Quebec City, PQ
N 46° 48.757 W 071° 12.277
The Chaplain Monument honors the founder of Quebec. It is located at the north end of the Dufferin Terrace in old section of Quebec City.
A 16 meter high monument honors the explorer and founder of the city of Quebec, Samuel de Champlain. At the top of the monument is a 4.25 meter high bronze statue of Champlain.

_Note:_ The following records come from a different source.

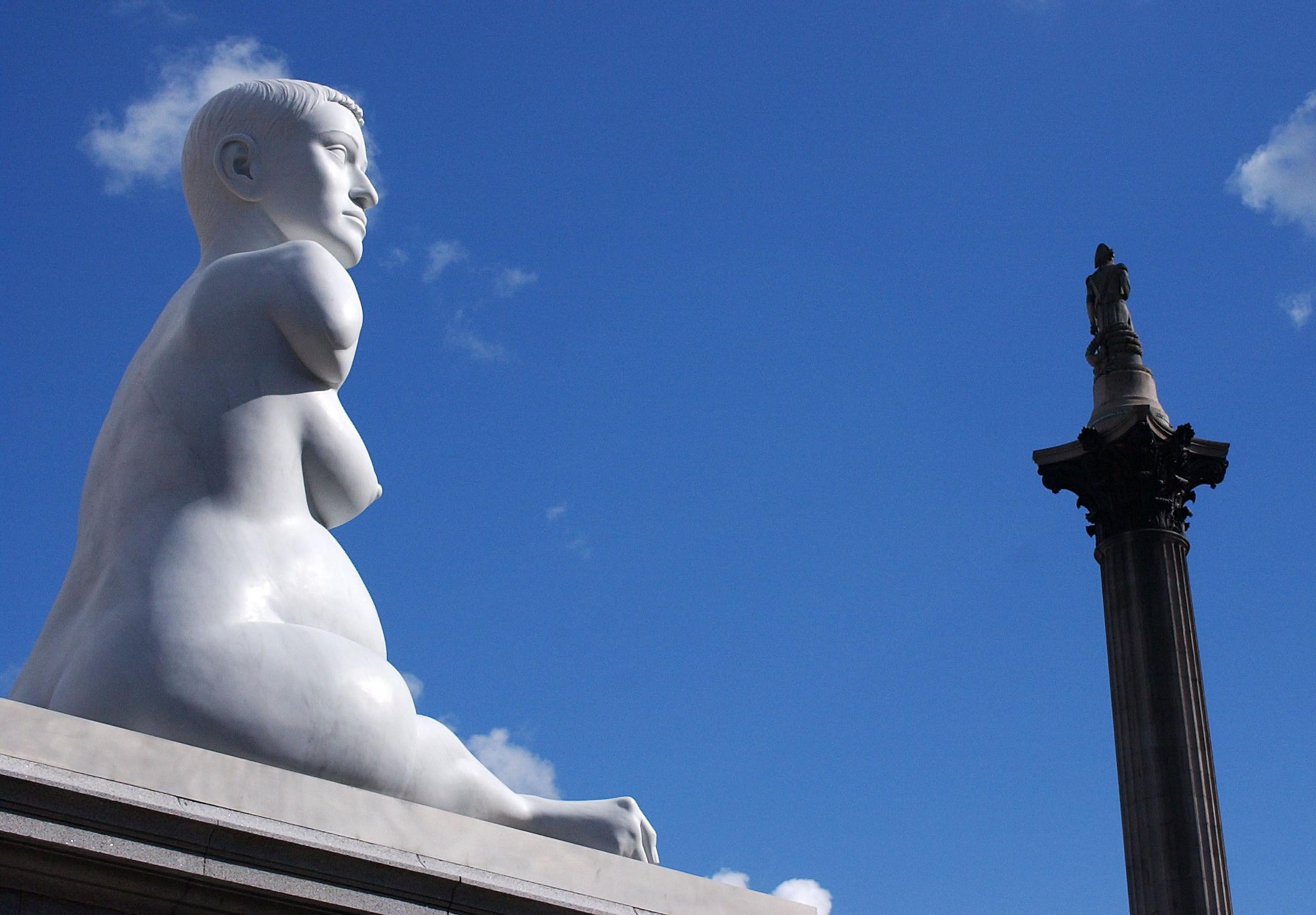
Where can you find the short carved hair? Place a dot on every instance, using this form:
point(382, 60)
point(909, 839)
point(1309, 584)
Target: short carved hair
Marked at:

The statue of Champlain was created by the French sculptor Paul Chevré and dedicated on September 21, 1898. The statue depicts Champlain holding hat with a feather in his right hand and a roll of papers in his left hand. A bronze high relief on the front of the base has three allegorical figures. The woman is writing about the achievements and history of Quebec. To her right a child symbolizes the Genius of Navigation. At the top, an allegory of fame with outstretched wings is sounding a trumpet.
One side of the base is inscribed in English:
Born at Brouage in Saintonce
about 1567 _ Served in the French
Army as Marechal des Locis
under Henri IV._ Explored the
West Indies from 1599 to 1601 and also
Acadia from 1604 to 1607
Founded Quebec in 1608
Discovered the region of the Great
lakes. Led several Expeditions
against Iroquois from 1609 to
1615. Was successively lieutenant
Governor and Governor of New
France. Died at Quebec 25th Dbre 1635
The stamp was issued on June 1, 1935 as the high value of a set of 11 definitive stamps.